Securing Medical Records

March 6, 2024

For locksmiths serving healthcare customers, maintaining safe, code-compliant door openings is only one part of the equation. Providing patient privacy by securing medical records is also part of the job. They must be well-versed in requirements set forth by the Health Insurance Portability and Accountability Act (HIPAA) and Joint Commission on Accreditation of Healthcare Organizations (JCAHO) as well as building and life safety codes.

Originally HIPAA was introduced into law to reform insurance, not health care. HIPAA also enables privacy by establishing the individual's right to decide who, when, and how his or her medical records are disclosed.  Specific security concerns regarding HIPAA are: controlling access to medical records and accountability to ensure patient privacy.

The Health Insurance Portability and Accountability Act (HIPAA) lays out three rules for protecting patient health information: the Privacy Rule, the Security Rule and the Breach Notification Rule.

The HIPAA Privacy Rule pertains to all Protected Health Information (PHI) including paper and electronic. The Security Rule deals specifically with electronic recordkeeping and sharing.

HIPAA Rules and Regulations lay out three types of security safeguards required for compliance: administrative, physical, and technical. For each of these types, the HIPAA Privacy Rule identifies security standards, and for each standard, it names both required and addressable implementation specifications.

The HIPAA Rules and Regulations standards and specifications relating to locksmiths are as follows (there are far more requirements relating to training and oversight by medical staff):

  • Procedures should clearly identify employees or classes of employees who will have access to electronic protected health information (ePHI).  Access to ePHI must be restricted to only those employees need it to complete their job function.
  • The procedures must address access authorization, establishment, modification, and termination.
  • Procedures should document instructions for addressing and responding to security breaches that are identified either during the audit or the normal course of operations under HIPAA rules.
  • Physical Safeguards should be in place to control physical access to online and paper medical records,
  • Access to hardware and software must be limited to properly authorized individuals. When that hardware and software is taken out of service, it must be disposed of properly to ensure that PHI is not compromised.
  • Required access controls consist of facility security plans, maintenance records, and visitor sign-in and escorts.
  • If the covered entities utilize contractors or agents, they too must be fully trained on their physical access responsibilities.
  • Information systems housing PHI must be protected from intrusion. When information flows over open networks, some form of encryption must be utilized if deemed appropriate and possible. If closed systems/networks are utilized, existing access controls are considered sufficient and encryption is optional.
  • Covered entities must make documentation of their HIPAA practices available to the government to determine compliance.

On the cybersecurity front, rules govern the paperless sharing of patient records. For physical security, securing file cabinets, installing locks in cabinets, upgrading door locks are typical examples. Some non-typical considerations relate to access and surveillance systems.

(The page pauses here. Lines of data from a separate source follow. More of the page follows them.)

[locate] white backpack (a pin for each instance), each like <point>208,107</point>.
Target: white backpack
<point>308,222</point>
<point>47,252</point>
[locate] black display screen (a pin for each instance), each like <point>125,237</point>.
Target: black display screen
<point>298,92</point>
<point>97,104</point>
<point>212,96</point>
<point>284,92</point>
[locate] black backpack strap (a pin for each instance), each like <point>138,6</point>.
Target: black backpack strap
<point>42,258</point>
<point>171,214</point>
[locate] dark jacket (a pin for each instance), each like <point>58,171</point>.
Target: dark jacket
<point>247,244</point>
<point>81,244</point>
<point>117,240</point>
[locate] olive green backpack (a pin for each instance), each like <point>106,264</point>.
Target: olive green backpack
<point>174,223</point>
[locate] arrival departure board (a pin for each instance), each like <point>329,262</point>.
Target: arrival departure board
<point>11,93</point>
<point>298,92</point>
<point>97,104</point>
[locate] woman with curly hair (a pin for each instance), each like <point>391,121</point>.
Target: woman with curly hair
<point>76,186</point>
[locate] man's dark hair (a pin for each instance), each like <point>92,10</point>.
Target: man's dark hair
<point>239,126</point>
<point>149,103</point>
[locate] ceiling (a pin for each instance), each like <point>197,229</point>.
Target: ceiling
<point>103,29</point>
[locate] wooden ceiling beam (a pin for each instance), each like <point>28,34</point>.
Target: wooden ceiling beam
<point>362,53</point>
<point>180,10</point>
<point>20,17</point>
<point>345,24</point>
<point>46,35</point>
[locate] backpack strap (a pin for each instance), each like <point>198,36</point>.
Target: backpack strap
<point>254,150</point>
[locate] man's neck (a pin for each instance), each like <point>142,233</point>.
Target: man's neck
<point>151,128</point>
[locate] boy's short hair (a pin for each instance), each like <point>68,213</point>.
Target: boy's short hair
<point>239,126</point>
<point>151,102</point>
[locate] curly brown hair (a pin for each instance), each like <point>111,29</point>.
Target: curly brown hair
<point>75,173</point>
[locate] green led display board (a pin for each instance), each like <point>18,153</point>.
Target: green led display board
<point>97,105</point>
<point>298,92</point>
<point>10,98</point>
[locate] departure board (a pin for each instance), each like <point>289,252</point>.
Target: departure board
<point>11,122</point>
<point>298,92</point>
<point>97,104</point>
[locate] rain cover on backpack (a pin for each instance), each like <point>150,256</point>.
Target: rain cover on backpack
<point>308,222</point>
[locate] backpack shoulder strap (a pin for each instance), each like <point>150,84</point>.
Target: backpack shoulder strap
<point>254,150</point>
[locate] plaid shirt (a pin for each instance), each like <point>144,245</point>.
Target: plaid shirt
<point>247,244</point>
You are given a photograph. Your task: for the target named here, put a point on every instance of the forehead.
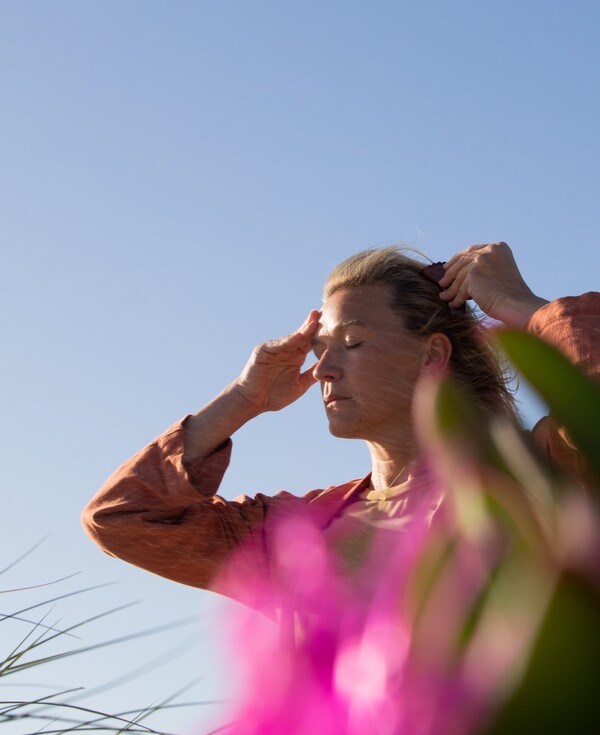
(368, 306)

The list of persons having access and their PIN falls into information that must be protected using HIPAA requirements. When persons no longer need access to areas, they are to be immediately removed from access, so the management of the access system must be regulated using HIPAA requirements.

When the locksmith installs these types of systems, it is better for a customer administrator to manage these systems, rather than the locksmith. If the locksmith stores or keeps recorded media, where and how it is stored might become a HIPAA issue.

The locksmith’s role will be to help develop appropriate key control processes, select high-quality hardware and help clients ask the right questions to meet the many requirements.

While many larger hospitals will have on-staff locksmiths, think of all the smaller doctor and dental offices in your community. They can be a great market for the commercial locksmith. Electronic keys, such as the Cyberlock and Medeco XT systems, provide a broad selection of housings and adaptations, including SFIC options. These many adaptations are quite helpful in small to medium sized facilities that are likely to have whatever hardware came with the building.

Ask the Right Questions

  • Did you rekey when a key or credential-holder moved or left?
  • Do you have signed records of each key?
  • Are your medical records in a secured room and cabinet?
  • Does the lock have an audit trail? (Depends on risk and threat level)
  • Are your computer network and files adequately protected against unauthorized use?
  • Is your staff trained on HIPAA, HITECH and TJC regulations and consequences?
  • Are your business partners and vendors familiar with the above regulations?
  • Do you have a plan in place should a data breach occur?

Hospitals also need JCAHO accreditation to meet Medicare and certification and licensure requirements. Accreditation is a condition of reimbursement. 

Most JCAHO standards are clear and direct. These include:

  • Rooms where patient or employee records are stored are to be protected with a storeroom function lock. File cabinets used for the same purpose must be lockable.
  • Nursing stations must use separate drawers or cabinets to store medical records, needles and syringes and emergency medications.
  • Refrigerators designated for drugs must be locked at all times and under surveillance. No food can be stored in these refrigerators.
  • Medical carts must be locked with no one is in attendance.
  • All doors are to be self-latching.
  • In pediatric wards locks can be raised to prevent children from leaving without notice.